Re: [PATCH 8/9] CodingStyle: tell people how to split long "for" loops

2025-05-10 Thread David Laight
On Fri,  9 May 2025 23:34:29 +0300
Alexey Dobriyan  wrote:

> Signed-off-by: Alexey Dobriyan 
> ---
>  Documentation/process/coding-style.rst | 16 +++-
>  1 file changed, 15 insertions(+), 1 deletion(-)
> 
> diff --git a/Documentation/process/coding-style.rst 
> b/Documentation/process/coding-style.rst
> index e17de69845ff..494ab3201112 100644
> --- a/Documentation/process/coding-style.rst
> +++ b/Documentation/process/coding-style.rst
> @@ -183,7 +183,21 @@ Descendants are always substantially shorter than the 
> parent and
>  are placed substantially to the right.  A very commonly used style
>  is to align descendants to a function open parenthesis.
>  
> -These same rules are applied to function headers with a long argument list.
> +These same rules are applied to function prototypes with a long argument 
> list.
> +
> +Very long ``for`` loops are split at the ``;`` characters making it easier
> +to see which code goes to which clause:
> +
> +.. code-block:: c
> +
> + for (int i = 0;
> +  i < N;
> +  i += 1)
> + {
> + }
> +
> +Opening curly is placed on a separate line then to make it easier to tell
> +loop body from iteration clause.

Is that actually the style - I don't remember seeing it.
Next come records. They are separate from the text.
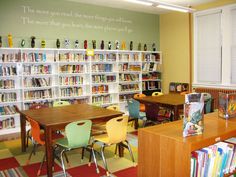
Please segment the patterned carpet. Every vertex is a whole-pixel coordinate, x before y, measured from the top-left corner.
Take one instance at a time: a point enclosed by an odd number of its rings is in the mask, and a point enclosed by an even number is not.
[[[137,134],[128,134],[135,162],[137,162]],[[29,165],[26,160],[31,152],[30,145],[26,153],[21,152],[20,139],[0,142],[0,177],[36,177],[40,162],[44,155],[44,148],[39,147],[35,155],[32,156]],[[105,149],[108,169],[115,177],[137,177],[137,164],[131,161],[130,155],[125,150],[124,157],[120,158],[114,155],[115,146]],[[66,166],[67,176],[72,177],[101,177],[105,176],[105,170],[101,159],[97,156],[100,173],[97,174],[95,165],[88,166],[89,153],[85,154],[85,158],[81,161],[81,150],[74,150],[67,153],[70,166]],[[67,165],[67,164],[66,164]],[[62,169],[56,161],[54,167],[55,177],[61,177]],[[46,176],[46,166],[43,166],[40,176]]]

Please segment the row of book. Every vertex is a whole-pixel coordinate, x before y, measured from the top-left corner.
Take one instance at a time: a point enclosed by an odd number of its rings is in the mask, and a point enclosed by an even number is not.
[[[60,85],[78,85],[83,84],[84,78],[82,76],[60,76]]]
[[[152,62],[159,62],[160,61],[160,54],[159,53],[144,53],[142,56],[142,61],[152,61]]]
[[[112,72],[112,64],[93,64],[92,72]]]
[[[92,97],[92,103],[107,104],[111,102],[112,102],[112,97],[110,95],[101,95]]]
[[[31,74],[51,74],[52,73],[52,66],[51,65],[25,65],[23,67],[23,74],[24,75],[31,75]]]
[[[137,91],[140,90],[139,89],[139,85],[138,84],[126,84],[126,85],[122,85],[119,84],[119,91]]]
[[[15,88],[15,80],[5,79],[0,80],[0,89],[11,89]]]
[[[87,56],[81,53],[63,53],[59,54],[58,59],[59,61],[63,62],[80,62],[80,61],[86,61]]]
[[[54,61],[54,54],[23,53],[22,59],[24,62],[52,62],[52,61]]]
[[[24,92],[25,100],[46,99],[46,98],[52,98],[51,89]]]
[[[119,64],[119,71],[141,71],[141,66],[136,64],[123,63]]]
[[[119,61],[139,61],[139,54],[119,54]]]
[[[92,87],[93,94],[108,93],[108,91],[109,91],[108,85],[99,85],[99,86]]]
[[[127,101],[127,100],[130,100],[131,98],[134,97],[134,94],[122,94],[122,95],[119,95],[119,99],[120,101]]]
[[[153,73],[142,74],[142,79],[143,80],[161,79],[161,73],[153,72]]]
[[[60,66],[61,73],[83,73],[87,71],[86,65],[62,65]]]
[[[92,83],[108,83],[115,82],[116,76],[114,75],[92,75]]]
[[[25,87],[46,87],[51,85],[51,78],[24,78]]]
[[[191,177],[223,177],[236,170],[236,137],[192,152]]]
[[[17,75],[16,66],[1,66],[0,65],[0,76],[15,76]]]
[[[0,93],[0,103],[1,102],[13,102],[16,101],[16,93]]]
[[[81,96],[83,95],[83,89],[81,87],[61,88],[60,94],[61,97]]]
[[[139,81],[139,74],[119,74],[120,81]]]
[[[20,53],[4,53],[0,54],[0,62],[19,62],[20,57]]]
[[[143,90],[156,90],[161,88],[161,82],[157,81],[147,81],[142,82]]]
[[[92,61],[105,61],[105,54],[94,54],[94,56],[92,56]]]
[[[14,117],[7,118],[5,120],[0,120],[0,130],[14,127],[15,127]]]
[[[13,106],[1,106],[0,107],[0,115],[11,115],[15,114],[16,110]]]
[[[161,65],[158,63],[144,63],[142,65],[143,72],[150,72],[150,71],[160,71],[161,70]]]

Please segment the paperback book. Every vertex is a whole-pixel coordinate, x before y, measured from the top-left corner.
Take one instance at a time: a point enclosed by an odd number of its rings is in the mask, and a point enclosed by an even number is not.
[[[225,119],[236,117],[236,93],[219,93],[219,109],[220,117]]]
[[[183,137],[199,135],[204,128],[204,99],[201,93],[185,95]]]

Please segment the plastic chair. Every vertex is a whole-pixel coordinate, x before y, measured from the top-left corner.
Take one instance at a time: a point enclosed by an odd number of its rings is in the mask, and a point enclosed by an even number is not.
[[[143,126],[146,124],[146,113],[140,112],[139,107],[140,103],[137,100],[130,99],[127,100],[128,111],[129,111],[129,121],[135,122],[135,129],[138,128],[138,120],[143,120]]]
[[[32,142],[33,142],[33,149],[29,155],[29,158],[26,161],[26,165],[29,164],[32,154],[35,154],[36,148],[39,145],[41,145],[41,146],[45,145],[44,133],[41,132],[38,122],[31,119],[30,117],[27,117],[27,120],[29,121],[30,126],[31,126],[31,136],[32,136]],[[63,136],[60,134],[53,134],[53,139],[57,139],[57,138],[61,138],[61,137],[63,137]],[[46,159],[46,155],[44,154],[43,160],[40,164],[40,167],[39,167],[39,170],[37,173],[38,176],[41,173],[41,169],[43,167],[43,163],[44,163],[45,159]],[[66,159],[67,159],[67,157],[66,157]],[[67,162],[68,162],[68,159],[67,159]]]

The location of the { isn't a significant problem with for (;;), it can be
much worse elsewhere.
In reality the 'align with the (' is what causes the problems, either
double indenting (two tabs) or half indent (4 spaces - to annoy anyone who
sets an editor to 4 space tabs) is more readable.

For for (;;) loops I'll normally try moving the initialisation outside the
loop and even put an inverted condition inside the loop to avoid long lines.

If a #define all bets are off :-)

David



>  
>  However, never break user-visible strings such as printk messages because
>  that breaks the ability to grep for them.